No survey of contemporary Polish poster art would be complete without considering images of the nation’s now-sainted favorite son: John Paul II. They range from realistic portraits like Wieslaw Grzegorczyk’s brooding study of the aging pontiff on a 2002 poster. marking a papal pilgrimage to Poland to Klis’s quick-sketch, line-drawing on a 1998 placard commemoratiing John Paul II’s twentieth year in the Vatican to a surreal image of the Pope as a dove of peace on a poster from Kalaras for an exhibition of papal pilgrimage memorabilia.
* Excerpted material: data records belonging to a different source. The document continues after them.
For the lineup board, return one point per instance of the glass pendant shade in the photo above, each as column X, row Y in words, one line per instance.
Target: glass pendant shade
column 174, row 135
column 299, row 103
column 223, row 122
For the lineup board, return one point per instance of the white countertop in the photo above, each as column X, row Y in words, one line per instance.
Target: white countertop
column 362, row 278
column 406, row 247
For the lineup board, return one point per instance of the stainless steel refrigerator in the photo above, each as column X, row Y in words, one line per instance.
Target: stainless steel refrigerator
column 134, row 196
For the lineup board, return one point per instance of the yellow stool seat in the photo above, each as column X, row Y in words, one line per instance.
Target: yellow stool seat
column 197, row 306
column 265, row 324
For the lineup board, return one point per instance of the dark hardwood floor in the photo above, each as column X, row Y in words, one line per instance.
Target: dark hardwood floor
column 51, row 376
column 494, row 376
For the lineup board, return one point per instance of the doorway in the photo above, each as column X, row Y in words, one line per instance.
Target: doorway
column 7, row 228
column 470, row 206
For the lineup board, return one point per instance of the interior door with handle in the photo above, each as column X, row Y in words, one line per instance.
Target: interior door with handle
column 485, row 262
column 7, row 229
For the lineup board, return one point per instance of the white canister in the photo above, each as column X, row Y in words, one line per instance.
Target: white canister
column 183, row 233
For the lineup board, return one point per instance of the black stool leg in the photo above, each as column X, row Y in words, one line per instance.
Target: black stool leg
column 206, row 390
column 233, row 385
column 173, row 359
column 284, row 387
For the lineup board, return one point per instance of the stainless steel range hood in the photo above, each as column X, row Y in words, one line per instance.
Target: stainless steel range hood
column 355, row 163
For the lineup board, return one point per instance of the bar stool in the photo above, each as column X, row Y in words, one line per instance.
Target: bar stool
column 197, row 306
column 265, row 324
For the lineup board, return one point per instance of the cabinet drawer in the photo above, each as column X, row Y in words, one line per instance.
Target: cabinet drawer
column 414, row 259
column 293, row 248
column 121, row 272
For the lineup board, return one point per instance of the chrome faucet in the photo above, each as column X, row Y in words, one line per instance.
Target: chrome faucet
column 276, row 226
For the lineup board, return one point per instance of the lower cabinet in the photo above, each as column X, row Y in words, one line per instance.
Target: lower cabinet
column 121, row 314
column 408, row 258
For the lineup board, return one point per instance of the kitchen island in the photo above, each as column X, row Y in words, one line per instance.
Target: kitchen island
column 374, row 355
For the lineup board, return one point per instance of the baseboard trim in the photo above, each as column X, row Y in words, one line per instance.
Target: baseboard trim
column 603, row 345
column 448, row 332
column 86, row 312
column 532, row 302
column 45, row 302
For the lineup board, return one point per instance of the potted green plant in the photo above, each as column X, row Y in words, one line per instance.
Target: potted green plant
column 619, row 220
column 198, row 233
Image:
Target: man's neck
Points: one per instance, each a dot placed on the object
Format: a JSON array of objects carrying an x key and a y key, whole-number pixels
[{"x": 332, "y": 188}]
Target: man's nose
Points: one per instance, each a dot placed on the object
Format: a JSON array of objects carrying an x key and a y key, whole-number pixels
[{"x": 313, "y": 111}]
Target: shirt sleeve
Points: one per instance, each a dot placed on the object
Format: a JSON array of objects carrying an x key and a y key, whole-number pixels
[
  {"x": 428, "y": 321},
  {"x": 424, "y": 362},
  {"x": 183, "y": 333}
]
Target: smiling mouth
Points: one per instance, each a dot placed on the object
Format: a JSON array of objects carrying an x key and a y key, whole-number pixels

The Pope's connection to an event is often signaled just by the inclusion of his famous bent crucifix-topped crozier in the poster design, as we see in Wisniewski’s notice for a 2002 exhibition on the history of Poland’s clergy and a placard from Grzegorczyk for a sacred music concert in 2011, marking the 10th anniversary of the Pope’s visit to Rzeszow, where his trademark staff rises above floating organ pipes.
In the final decade of Communist rule, Poland’s powerful Catholic hierarchy made common cause with the country’s disaffected cultural community, promoting modern art in church venues like the Fra Angelico Gallery at the Archdiocesan Museum in Katowice, inaugurated in 1986. The church-sponsored exhibition space organized national competitions for works of contemporary graphic art on the theme, Toward Values, advertised in two minimalist monochrome posters in the Collection from Kalaras, presenting a face with features formed from the Crucified Christ and a Christ-like figure bent under the weight of a ladder to heaven, casting the shadow of a cross. A third symbolically-stylized Kalaras placard for a 1991 exhibition in the Katowice gallery on the theme of Transcendence shows a finger under a floating halo pointing toward heaven.
As Poland has veered toward the right under the leadership of the populist Law and Justice Party, passing legislation in 2018 that would make it a criminal act to suggest the country shared any responsibility for Nazi crimes committed on its territory, it remains to be seen what impact restrictions of this kind will have on the country’s public arts scene and the entente cordiale between the Church and the artistic intelligentsia. One warning signal came in May 2019, when an LGBTQ rights activist was arrested and threatened with up to two years in prison under a Polish law forbidding “publicly insulting religious feelings or desecrating a ritual object,” after she displayed a placard of the Black Madonna of Czestochowa with a rainbow halo. Having endured one form of censorship, Poland’s long-suffering and ever resourceful poster-makers may now be faced with new challenges to their hard-won artistic freedom.